Field characteristics of HCHO measurement method

La formaldeide (HCHO) è un composto estremamente diffuso in moltissime attività industriali e dal gennaio 2016 tale composto è stato ricatalogato come agente cancerogeno (H350) e mutagenico (H341) e ciò ne ha comportato una grossa limitazione nelle emissioni inquinanti, arrivando ai limiti attuali, che si attestano tra 2 e 5 mg/Nm3.Poiché questo composto era ritenuto non pericoloso fino a pochi anni fa, non si conducevano misure ambientale sistematiche e nel campo delle biomasse ad uso energetico, è presente nelle emissioni dei motori a scintilla utilizzati negli impianti di produzione del biogas.Poichè non esiste ancora un metodo europeo o internazionale validato per la sua determinazione nelle emissioni è stato iniziato il processo per la definizione di tale metodologia in ambito CEN (TC 624 WG 40). Nel lavoro si mostrano i principali risultati ottenuti.

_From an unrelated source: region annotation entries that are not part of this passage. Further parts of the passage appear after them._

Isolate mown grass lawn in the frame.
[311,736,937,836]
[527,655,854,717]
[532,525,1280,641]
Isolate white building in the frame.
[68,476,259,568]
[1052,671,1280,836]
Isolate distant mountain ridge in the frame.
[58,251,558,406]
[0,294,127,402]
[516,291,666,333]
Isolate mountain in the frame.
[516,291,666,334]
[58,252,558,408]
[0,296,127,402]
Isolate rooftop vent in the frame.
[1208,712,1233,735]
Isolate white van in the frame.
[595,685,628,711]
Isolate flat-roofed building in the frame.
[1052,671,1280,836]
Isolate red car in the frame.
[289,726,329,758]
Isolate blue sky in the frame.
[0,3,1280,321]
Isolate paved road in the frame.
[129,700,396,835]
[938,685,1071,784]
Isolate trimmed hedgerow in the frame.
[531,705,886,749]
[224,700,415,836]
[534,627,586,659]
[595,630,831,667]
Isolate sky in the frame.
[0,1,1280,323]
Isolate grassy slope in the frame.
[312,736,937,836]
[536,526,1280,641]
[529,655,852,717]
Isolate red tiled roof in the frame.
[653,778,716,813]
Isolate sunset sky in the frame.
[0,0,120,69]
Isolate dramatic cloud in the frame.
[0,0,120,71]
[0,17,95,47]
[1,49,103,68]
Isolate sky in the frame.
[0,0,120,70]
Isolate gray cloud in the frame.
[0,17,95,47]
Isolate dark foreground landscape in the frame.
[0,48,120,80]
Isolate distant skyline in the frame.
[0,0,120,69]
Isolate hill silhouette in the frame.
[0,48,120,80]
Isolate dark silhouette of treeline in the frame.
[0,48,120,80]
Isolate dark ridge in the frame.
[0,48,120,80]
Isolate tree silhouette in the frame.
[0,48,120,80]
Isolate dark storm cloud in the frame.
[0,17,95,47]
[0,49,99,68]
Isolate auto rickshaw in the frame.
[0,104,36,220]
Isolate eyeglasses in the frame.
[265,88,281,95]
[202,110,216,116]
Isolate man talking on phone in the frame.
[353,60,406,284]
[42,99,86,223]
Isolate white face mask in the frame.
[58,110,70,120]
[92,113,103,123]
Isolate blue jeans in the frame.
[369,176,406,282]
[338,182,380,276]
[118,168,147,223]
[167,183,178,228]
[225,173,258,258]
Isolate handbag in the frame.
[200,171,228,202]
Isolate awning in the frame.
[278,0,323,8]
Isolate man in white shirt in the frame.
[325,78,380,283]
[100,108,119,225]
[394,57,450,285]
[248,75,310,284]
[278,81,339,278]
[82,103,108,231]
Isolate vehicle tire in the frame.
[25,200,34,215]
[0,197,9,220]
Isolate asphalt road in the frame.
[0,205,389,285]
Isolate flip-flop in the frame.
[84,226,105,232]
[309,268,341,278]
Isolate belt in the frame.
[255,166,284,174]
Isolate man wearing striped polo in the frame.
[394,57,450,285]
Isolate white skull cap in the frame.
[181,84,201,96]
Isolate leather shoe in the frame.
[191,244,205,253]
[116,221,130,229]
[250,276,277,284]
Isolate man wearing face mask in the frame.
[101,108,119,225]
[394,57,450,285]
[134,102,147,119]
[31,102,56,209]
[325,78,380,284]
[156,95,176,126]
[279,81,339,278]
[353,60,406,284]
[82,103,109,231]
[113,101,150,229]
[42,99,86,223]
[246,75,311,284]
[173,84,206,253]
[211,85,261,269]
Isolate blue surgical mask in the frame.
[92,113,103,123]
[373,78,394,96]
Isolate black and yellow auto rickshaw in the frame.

Formaldehyde (CH2O) is a chemical compound extremely common in many industrial productions; is being used like as a solvent, for make-up products, preservative (also in foods as E240), and some years ago also in medications . Since January 2016, such compound has been re-classified as carcinogenic (H350) and mutagenic (H341), and this fact caused big limitations in emission limit of formaldehyde, down to the limit of 5 mg/Nm3.As Formaldehyde was thought to be not very dangerous up until few years ago, no European validated method for emissions control exists, as for such lack a new working item was initiated. In the field of biomasses, importance of formaldehyde is given by its presence in emissions from spark engines that burns biomethane.From a first examination of candidate methods, two analytical principles were selected: spectrophotometry (EPA 323) and HPLC (VDI 3862-2), using impingers with an absorption solution, as such technique is the most common also for other compounds.

The absorption solution tested were pure water and 0,01n H2SO4, like different addition protocols with DNPH (dinitrophenilhydrazine).From this first test trial, some important conclusions emerge:

• the presence of condensation in the sampling line can give rise to big measurement misestimations due to high formaldehyde solubility
• pure water as absorbing solution is uneffective, and is necessary to use 0,01n H2SO4 solution
• is not necessary to use DNPH to stabilise sampled solution in field, but is possible to do it within 48 hours from sampling, in laboratory
• after stabilisation with DNPH, is necessary to let samples rest for at least 24 hours, in order to let full development of stabilisation reactions
• after stabilisation, samples are stable for at least 15 days
• HPLC and spectrophotometry give similar results.